Four Belarusian women who criticised government get long jail terms at closed trials
(Reuters) -Four Belarusian women were each jailed for more than a decade on Friday, the latest in a series of heavy sentences handed to activists and journalists, including a Nobel prize winner, who have spoken out against authoritarian president Alexander Lukashenko.
The verdicts were handed down in two separate cases - the first against the leaders of an independent online news outlet, tut.by, and the second against two political scientists accused of subversion.
In the first, Marina Zolotova, editor of tut.by, and Lyudmila Chekina, its general director, were both sentenced to 12 years, the state prosecutor's office said.

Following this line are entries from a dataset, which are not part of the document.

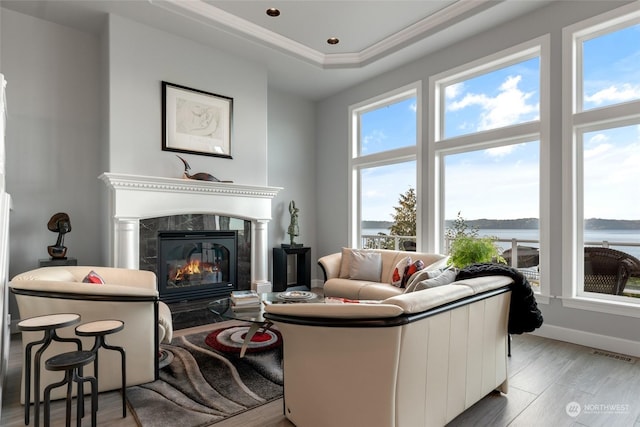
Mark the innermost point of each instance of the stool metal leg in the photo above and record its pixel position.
(27, 377)
(47, 399)
(123, 373)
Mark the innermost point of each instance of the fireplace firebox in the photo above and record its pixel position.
(196, 264)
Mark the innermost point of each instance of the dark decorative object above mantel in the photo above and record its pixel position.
(200, 176)
(61, 224)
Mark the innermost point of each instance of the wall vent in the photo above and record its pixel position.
(616, 356)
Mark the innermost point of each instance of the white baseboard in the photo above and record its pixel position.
(588, 339)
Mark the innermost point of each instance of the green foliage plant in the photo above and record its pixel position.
(467, 248)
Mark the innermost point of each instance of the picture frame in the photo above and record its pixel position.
(195, 121)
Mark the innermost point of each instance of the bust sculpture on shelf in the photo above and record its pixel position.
(61, 224)
(294, 229)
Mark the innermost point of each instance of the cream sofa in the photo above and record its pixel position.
(415, 359)
(127, 295)
(338, 283)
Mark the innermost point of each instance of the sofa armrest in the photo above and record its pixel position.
(330, 265)
(336, 311)
(74, 274)
(79, 290)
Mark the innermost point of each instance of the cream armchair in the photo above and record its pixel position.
(127, 295)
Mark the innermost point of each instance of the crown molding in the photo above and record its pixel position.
(215, 17)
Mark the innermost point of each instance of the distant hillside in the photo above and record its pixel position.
(525, 224)
(377, 224)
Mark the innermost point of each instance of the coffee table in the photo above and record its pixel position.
(223, 308)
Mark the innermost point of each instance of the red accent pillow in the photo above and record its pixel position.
(410, 270)
(93, 277)
(399, 271)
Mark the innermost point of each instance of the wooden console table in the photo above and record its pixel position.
(303, 267)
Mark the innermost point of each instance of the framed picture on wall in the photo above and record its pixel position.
(195, 121)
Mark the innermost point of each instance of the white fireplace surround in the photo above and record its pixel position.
(135, 197)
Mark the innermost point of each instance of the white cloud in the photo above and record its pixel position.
(614, 94)
(510, 106)
(453, 90)
(500, 151)
(376, 137)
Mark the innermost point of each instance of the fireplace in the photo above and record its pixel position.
(197, 264)
(133, 198)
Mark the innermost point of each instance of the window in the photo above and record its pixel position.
(384, 153)
(488, 140)
(602, 129)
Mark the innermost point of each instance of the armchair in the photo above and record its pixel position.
(127, 295)
(607, 270)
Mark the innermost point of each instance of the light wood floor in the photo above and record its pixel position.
(545, 377)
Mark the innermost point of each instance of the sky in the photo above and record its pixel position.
(502, 183)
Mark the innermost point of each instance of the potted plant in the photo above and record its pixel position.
(466, 247)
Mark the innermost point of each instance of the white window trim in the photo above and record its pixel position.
(576, 120)
(528, 131)
(403, 154)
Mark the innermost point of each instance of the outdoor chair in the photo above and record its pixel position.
(607, 270)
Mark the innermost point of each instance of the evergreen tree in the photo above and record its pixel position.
(404, 219)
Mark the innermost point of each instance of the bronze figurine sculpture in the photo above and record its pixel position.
(61, 224)
(294, 229)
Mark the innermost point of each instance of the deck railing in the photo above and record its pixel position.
(377, 241)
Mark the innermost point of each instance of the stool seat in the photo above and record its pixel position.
(71, 359)
(48, 324)
(71, 363)
(99, 327)
(48, 321)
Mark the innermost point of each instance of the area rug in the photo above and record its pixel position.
(204, 381)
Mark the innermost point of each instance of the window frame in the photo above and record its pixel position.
(358, 162)
(438, 147)
(577, 122)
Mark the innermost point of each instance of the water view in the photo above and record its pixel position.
(591, 236)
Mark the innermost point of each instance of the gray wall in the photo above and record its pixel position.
(292, 166)
(332, 145)
(140, 57)
(53, 137)
(81, 104)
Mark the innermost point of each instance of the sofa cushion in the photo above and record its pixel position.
(416, 302)
(445, 278)
(93, 277)
(415, 267)
(400, 271)
(362, 265)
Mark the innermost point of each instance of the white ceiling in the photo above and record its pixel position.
(375, 35)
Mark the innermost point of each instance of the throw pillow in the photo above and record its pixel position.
(413, 268)
(93, 277)
(447, 277)
(365, 265)
(345, 262)
(399, 272)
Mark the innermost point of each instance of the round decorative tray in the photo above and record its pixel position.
(296, 295)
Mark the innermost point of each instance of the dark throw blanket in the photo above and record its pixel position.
(524, 315)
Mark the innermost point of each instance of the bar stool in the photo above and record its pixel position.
(48, 324)
(99, 329)
(71, 363)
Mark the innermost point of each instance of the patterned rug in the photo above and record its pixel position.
(204, 380)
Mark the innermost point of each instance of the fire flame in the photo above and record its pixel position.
(193, 267)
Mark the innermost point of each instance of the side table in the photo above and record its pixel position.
(48, 262)
(303, 267)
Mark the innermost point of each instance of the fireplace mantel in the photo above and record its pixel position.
(135, 197)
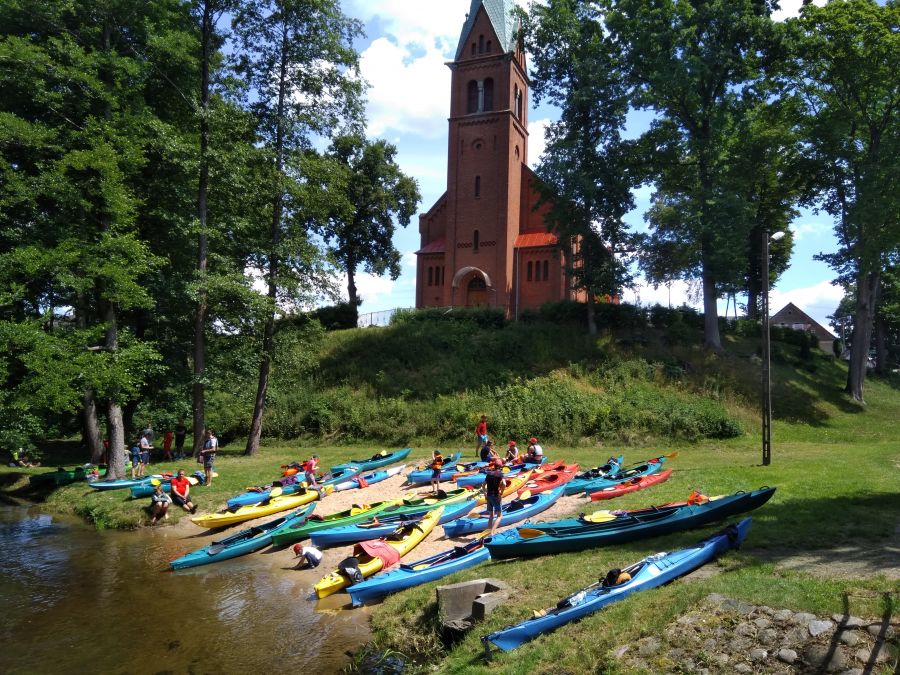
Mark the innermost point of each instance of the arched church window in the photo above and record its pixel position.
(472, 98)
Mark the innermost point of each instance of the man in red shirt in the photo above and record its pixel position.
(181, 489)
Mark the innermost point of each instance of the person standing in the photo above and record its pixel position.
(180, 435)
(181, 492)
(481, 433)
(494, 482)
(208, 454)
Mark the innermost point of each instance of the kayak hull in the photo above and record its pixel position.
(648, 573)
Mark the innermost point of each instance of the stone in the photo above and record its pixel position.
(783, 616)
(758, 654)
(849, 621)
(817, 627)
(787, 655)
(817, 656)
(849, 637)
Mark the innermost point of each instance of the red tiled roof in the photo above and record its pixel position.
(533, 239)
(437, 246)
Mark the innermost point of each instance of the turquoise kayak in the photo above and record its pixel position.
(243, 542)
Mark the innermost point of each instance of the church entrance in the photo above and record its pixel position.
(476, 293)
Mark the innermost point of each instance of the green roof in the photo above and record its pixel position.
(500, 12)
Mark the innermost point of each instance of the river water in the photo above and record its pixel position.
(63, 612)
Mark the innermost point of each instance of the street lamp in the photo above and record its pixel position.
(767, 349)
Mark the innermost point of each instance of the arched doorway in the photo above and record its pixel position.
(476, 293)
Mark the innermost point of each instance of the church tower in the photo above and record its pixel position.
(482, 243)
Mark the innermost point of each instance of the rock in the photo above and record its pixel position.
(817, 656)
(803, 618)
(849, 637)
(783, 616)
(848, 621)
(817, 627)
(787, 655)
(758, 654)
(876, 628)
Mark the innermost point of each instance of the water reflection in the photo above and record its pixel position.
(78, 600)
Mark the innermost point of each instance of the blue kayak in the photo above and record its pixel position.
(652, 571)
(419, 572)
(260, 494)
(585, 478)
(351, 534)
(513, 512)
(422, 476)
(243, 542)
(374, 462)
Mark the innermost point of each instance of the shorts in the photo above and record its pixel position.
(494, 503)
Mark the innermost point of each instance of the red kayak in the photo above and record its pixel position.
(549, 479)
(631, 485)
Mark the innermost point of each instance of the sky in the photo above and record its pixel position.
(403, 57)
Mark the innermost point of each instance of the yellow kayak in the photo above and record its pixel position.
(266, 508)
(514, 484)
(403, 540)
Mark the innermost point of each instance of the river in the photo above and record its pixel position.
(67, 610)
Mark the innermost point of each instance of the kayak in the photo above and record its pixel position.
(647, 468)
(146, 488)
(243, 542)
(476, 478)
(549, 480)
(266, 508)
(578, 484)
(422, 474)
(256, 495)
(355, 514)
(422, 571)
(615, 527)
(369, 557)
(652, 571)
(631, 485)
(376, 461)
(387, 521)
(512, 512)
(366, 479)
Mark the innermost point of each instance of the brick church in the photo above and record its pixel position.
(482, 243)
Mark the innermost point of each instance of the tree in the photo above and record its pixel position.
(297, 57)
(689, 62)
(372, 192)
(586, 172)
(846, 57)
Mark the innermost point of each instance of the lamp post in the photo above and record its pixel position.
(767, 349)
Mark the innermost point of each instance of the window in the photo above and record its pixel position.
(472, 103)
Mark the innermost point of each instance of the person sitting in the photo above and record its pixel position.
(159, 503)
(181, 492)
(535, 453)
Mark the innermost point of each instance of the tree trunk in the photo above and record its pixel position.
(198, 393)
(866, 286)
(277, 208)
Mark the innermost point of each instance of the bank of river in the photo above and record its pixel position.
(66, 610)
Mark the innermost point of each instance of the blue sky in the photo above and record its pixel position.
(403, 58)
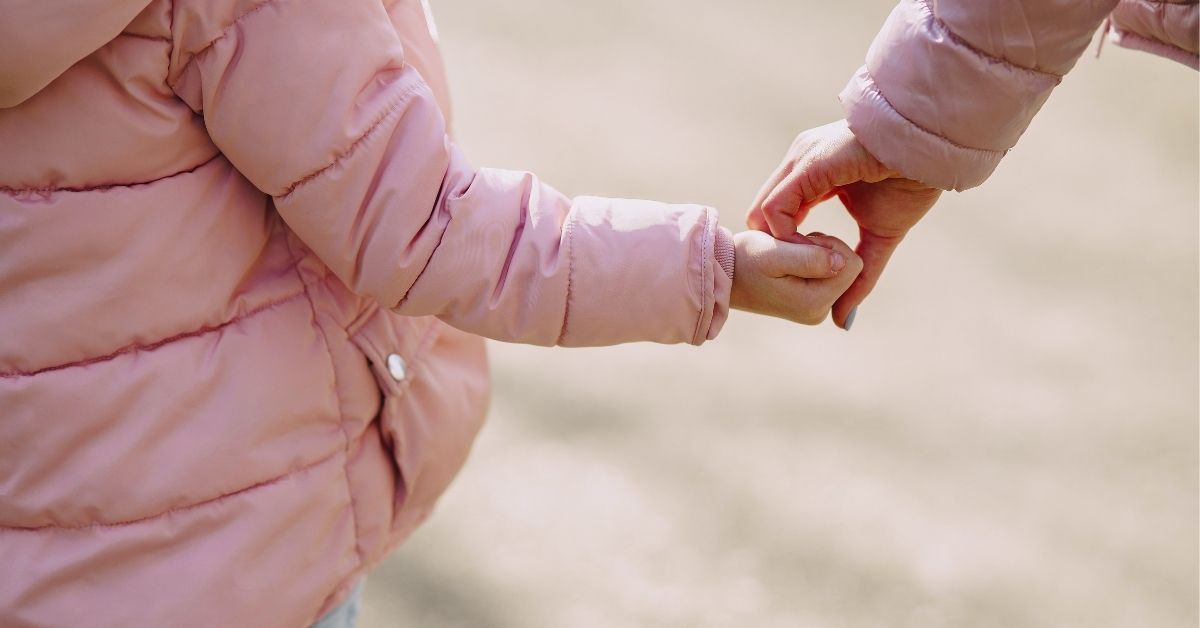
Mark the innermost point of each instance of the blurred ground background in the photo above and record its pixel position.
(1007, 438)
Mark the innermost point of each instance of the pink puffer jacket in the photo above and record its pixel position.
(949, 85)
(241, 267)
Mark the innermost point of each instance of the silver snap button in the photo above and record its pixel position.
(396, 368)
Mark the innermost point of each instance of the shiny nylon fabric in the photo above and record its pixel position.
(949, 85)
(217, 227)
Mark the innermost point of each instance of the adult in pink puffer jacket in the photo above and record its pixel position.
(948, 88)
(241, 269)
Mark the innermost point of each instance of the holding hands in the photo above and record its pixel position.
(828, 161)
(797, 279)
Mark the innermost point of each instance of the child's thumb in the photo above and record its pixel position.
(809, 261)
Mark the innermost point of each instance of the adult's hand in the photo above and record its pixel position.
(828, 161)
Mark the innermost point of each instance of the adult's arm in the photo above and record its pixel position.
(949, 85)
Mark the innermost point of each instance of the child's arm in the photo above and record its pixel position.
(312, 101)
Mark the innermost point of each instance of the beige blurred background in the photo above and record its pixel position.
(1007, 438)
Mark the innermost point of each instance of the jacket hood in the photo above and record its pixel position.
(40, 40)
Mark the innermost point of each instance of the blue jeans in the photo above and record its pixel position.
(345, 615)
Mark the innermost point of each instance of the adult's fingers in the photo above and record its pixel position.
(755, 219)
(875, 251)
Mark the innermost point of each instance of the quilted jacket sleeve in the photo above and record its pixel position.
(949, 85)
(312, 101)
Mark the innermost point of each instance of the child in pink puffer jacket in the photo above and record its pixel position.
(244, 281)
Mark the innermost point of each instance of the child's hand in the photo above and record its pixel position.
(789, 280)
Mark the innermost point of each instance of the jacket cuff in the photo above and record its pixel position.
(723, 281)
(909, 149)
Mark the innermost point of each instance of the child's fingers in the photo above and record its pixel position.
(809, 261)
(853, 262)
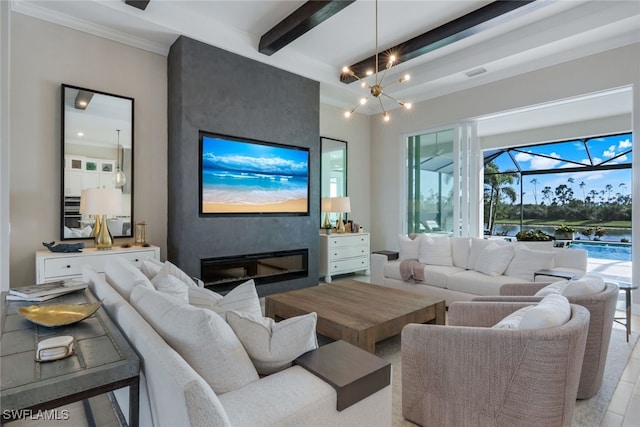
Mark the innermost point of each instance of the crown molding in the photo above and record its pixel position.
(49, 15)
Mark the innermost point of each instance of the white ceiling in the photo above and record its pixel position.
(554, 32)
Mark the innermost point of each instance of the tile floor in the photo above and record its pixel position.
(624, 408)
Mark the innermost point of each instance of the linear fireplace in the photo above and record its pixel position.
(225, 273)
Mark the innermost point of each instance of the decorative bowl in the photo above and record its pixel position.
(58, 314)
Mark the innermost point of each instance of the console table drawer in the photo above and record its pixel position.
(348, 240)
(349, 265)
(52, 266)
(342, 252)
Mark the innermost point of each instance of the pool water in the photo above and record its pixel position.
(618, 252)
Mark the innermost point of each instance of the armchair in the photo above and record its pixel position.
(467, 373)
(601, 306)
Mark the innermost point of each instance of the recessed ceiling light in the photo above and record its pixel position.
(475, 72)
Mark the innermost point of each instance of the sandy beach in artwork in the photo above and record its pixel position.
(292, 205)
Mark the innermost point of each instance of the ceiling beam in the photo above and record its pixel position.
(140, 4)
(299, 22)
(472, 23)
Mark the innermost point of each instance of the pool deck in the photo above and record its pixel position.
(610, 269)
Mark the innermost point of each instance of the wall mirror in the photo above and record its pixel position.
(97, 152)
(333, 174)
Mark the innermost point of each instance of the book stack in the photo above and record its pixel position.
(45, 291)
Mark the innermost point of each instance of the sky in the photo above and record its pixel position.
(577, 153)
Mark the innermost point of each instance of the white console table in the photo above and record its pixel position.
(52, 266)
(343, 253)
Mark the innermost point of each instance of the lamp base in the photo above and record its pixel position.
(104, 241)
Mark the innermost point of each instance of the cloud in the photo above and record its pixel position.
(538, 162)
(610, 152)
(623, 145)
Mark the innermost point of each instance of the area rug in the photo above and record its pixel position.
(588, 413)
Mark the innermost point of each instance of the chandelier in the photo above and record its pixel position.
(377, 90)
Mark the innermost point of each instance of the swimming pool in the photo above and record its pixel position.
(615, 251)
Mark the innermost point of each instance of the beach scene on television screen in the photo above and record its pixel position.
(248, 177)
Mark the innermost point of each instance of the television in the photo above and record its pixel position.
(244, 176)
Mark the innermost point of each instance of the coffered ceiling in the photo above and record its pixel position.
(542, 34)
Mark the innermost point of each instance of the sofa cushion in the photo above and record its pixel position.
(587, 285)
(494, 259)
(124, 276)
(460, 247)
(513, 320)
(173, 270)
(554, 310)
(472, 282)
(409, 248)
(171, 286)
(273, 346)
(200, 336)
(243, 298)
(151, 267)
(203, 297)
(527, 261)
(435, 251)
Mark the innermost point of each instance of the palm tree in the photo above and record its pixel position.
(497, 188)
(534, 181)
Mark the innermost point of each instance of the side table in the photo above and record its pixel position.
(102, 361)
(352, 371)
(627, 288)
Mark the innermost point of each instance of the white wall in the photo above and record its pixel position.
(356, 131)
(616, 68)
(43, 56)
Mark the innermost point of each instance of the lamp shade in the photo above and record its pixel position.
(325, 204)
(341, 204)
(101, 201)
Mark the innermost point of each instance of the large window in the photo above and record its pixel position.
(430, 182)
(584, 182)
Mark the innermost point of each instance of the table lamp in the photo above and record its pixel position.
(102, 202)
(341, 205)
(325, 206)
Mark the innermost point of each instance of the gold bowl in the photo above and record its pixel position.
(58, 314)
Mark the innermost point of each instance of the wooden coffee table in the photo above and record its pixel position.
(356, 312)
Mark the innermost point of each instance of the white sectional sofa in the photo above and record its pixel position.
(461, 268)
(173, 393)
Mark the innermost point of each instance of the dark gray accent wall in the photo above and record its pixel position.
(217, 91)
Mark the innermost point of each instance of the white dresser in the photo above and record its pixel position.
(52, 266)
(343, 253)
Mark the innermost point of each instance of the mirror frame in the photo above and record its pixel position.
(327, 145)
(122, 139)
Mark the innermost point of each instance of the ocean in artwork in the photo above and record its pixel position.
(248, 177)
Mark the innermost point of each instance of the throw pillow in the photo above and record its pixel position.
(273, 346)
(477, 246)
(202, 297)
(554, 288)
(171, 286)
(587, 285)
(124, 276)
(201, 337)
(513, 320)
(409, 248)
(151, 267)
(435, 251)
(554, 310)
(494, 259)
(242, 298)
(527, 261)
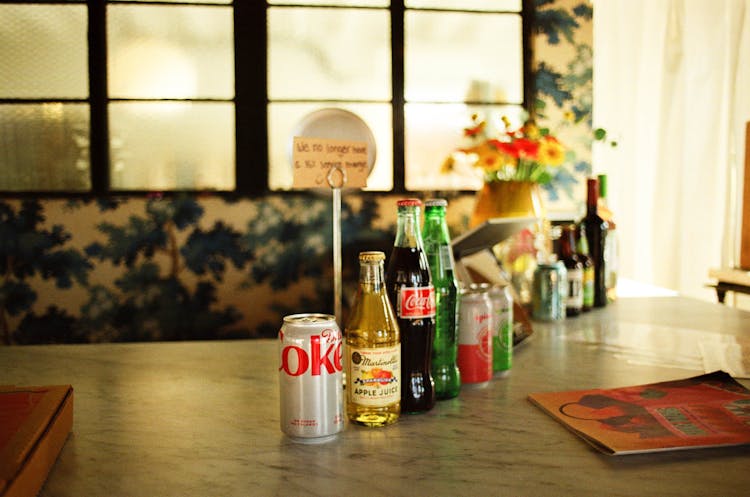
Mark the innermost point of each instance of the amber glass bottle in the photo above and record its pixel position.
(582, 246)
(373, 349)
(574, 268)
(596, 235)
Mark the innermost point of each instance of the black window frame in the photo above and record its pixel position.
(251, 96)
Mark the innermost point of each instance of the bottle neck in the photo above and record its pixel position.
(592, 197)
(567, 242)
(408, 233)
(371, 277)
(583, 243)
(435, 224)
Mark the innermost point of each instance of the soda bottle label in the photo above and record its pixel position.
(416, 302)
(575, 288)
(376, 375)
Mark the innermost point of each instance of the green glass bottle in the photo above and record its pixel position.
(437, 246)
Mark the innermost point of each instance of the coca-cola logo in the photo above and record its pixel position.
(417, 302)
(324, 356)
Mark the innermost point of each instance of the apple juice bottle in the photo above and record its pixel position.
(373, 349)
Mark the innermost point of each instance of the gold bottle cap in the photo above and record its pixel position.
(372, 256)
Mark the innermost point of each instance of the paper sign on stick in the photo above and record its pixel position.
(313, 159)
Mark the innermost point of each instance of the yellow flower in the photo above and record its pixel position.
(551, 153)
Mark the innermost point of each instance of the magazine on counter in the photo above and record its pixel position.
(710, 410)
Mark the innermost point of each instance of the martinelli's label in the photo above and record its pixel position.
(375, 375)
(416, 302)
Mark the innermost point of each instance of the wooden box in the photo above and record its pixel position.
(34, 424)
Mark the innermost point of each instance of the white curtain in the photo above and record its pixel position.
(672, 86)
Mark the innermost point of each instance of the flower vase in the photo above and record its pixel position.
(507, 199)
(518, 254)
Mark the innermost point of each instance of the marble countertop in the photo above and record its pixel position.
(201, 418)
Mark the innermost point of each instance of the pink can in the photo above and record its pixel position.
(310, 378)
(475, 336)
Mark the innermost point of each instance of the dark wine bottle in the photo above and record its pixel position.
(596, 235)
(574, 267)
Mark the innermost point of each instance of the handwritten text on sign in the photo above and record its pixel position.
(315, 158)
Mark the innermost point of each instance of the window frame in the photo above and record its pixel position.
(250, 99)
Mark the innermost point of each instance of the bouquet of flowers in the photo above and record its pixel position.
(528, 153)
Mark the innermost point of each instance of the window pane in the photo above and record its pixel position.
(170, 52)
(43, 51)
(44, 147)
(344, 3)
(172, 145)
(284, 117)
(457, 57)
(337, 54)
(434, 131)
(478, 5)
(225, 2)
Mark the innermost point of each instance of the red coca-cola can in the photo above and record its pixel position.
(475, 337)
(310, 378)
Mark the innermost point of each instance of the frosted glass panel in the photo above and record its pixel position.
(329, 54)
(284, 117)
(457, 57)
(170, 52)
(44, 147)
(434, 131)
(43, 51)
(172, 145)
(478, 5)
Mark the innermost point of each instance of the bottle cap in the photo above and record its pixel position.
(409, 202)
(371, 256)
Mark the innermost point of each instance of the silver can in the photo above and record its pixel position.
(550, 292)
(502, 329)
(310, 379)
(475, 336)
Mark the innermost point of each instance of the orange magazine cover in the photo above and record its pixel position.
(710, 410)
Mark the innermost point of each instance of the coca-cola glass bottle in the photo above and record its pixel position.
(410, 290)
(437, 246)
(373, 349)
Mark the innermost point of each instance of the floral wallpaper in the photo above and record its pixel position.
(202, 267)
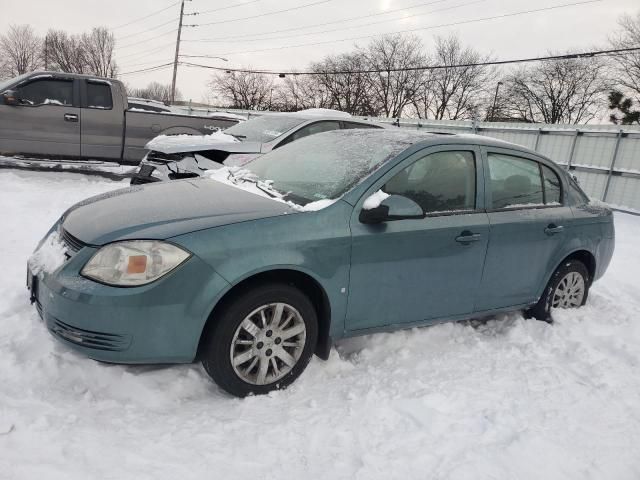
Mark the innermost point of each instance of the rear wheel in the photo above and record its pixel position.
(262, 341)
(567, 288)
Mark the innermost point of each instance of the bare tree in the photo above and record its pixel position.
(244, 90)
(64, 52)
(154, 91)
(298, 92)
(342, 77)
(627, 65)
(19, 51)
(395, 79)
(98, 49)
(459, 89)
(561, 91)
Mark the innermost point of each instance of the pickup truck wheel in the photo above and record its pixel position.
(567, 288)
(262, 341)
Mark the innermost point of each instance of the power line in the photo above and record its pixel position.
(349, 19)
(223, 8)
(146, 16)
(148, 70)
(299, 7)
(430, 27)
(568, 56)
(365, 24)
(147, 30)
(137, 44)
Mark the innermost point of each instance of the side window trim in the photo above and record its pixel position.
(416, 156)
(524, 156)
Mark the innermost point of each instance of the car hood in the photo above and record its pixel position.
(199, 146)
(164, 210)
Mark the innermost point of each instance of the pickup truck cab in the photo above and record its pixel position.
(64, 115)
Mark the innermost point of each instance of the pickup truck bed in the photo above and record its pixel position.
(70, 116)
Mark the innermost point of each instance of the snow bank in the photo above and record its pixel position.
(374, 200)
(504, 398)
(162, 142)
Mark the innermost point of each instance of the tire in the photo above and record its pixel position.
(571, 274)
(245, 331)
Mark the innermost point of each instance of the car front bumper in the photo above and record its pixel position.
(156, 323)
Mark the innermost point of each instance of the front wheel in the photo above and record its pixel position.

The women were arrested in May 2021 with other employees, most of whom were later released. Three others are on a wanted list.
Zolotova and Chekina were initially charged with tax evasion, and later with inciting hatred and calling for sanctions against Belarus. The state news agency posted video of them sitting in a courtroom cage in handcuffs at a closed trial.
"It's another attempt to kill honest journalism in Belarus, but I know that the truth will win," exiled opposition leader Sviatlana Tsikhanouskaya, whose husband is also in prison, said on Twitter.
She also condemned the jailing of Valeria Kasciuhova, founder of a think-tank, and Tatsiana Kuzina, also a political scientist, who received 10-year sentences according to the human rights group Viasna, which is banned in Belarus.
Viasna said the two women had been convicted of "assisting actions to seize power in an unconstitutional manner", calling for actions aimed at harming national security, and inciting social hatred.
BAN FOR 'EXTREMISM'
Tut.by actively reported on mass protests against Lukashenko in 2020 and was banned as an "extremist organisation". Many of its staff left the country, creating a new outlet called Zerkalo (Mirror).
In a message of support to Zolotova and Chekina, they tweeted: "We love you and we wait for you in freedom - freedom that was taken away from you, paradoxically, because you strove to prevent it from being taken away from Belarusians."
According to human rights activists, Belarus now has about 1,500 political detainees, arrested for criticising the authorities or participating in the 2020 protests against the outcome of a presidential election that the opposition said was rigged.
Rights activist Ales Bialiatski, co-winner of last year's Nobel Peace Prize, was sentenced to 10 years in prison this month after being found guilty of financing protests, in a trial condemned by the United States and the European Union as a sham.
Three other men convicted in the same case - Valentin Stefanovich, Vladimir Labkovich and Dmitry Solovyov - were sentenced to nine, seven and eight years respectively.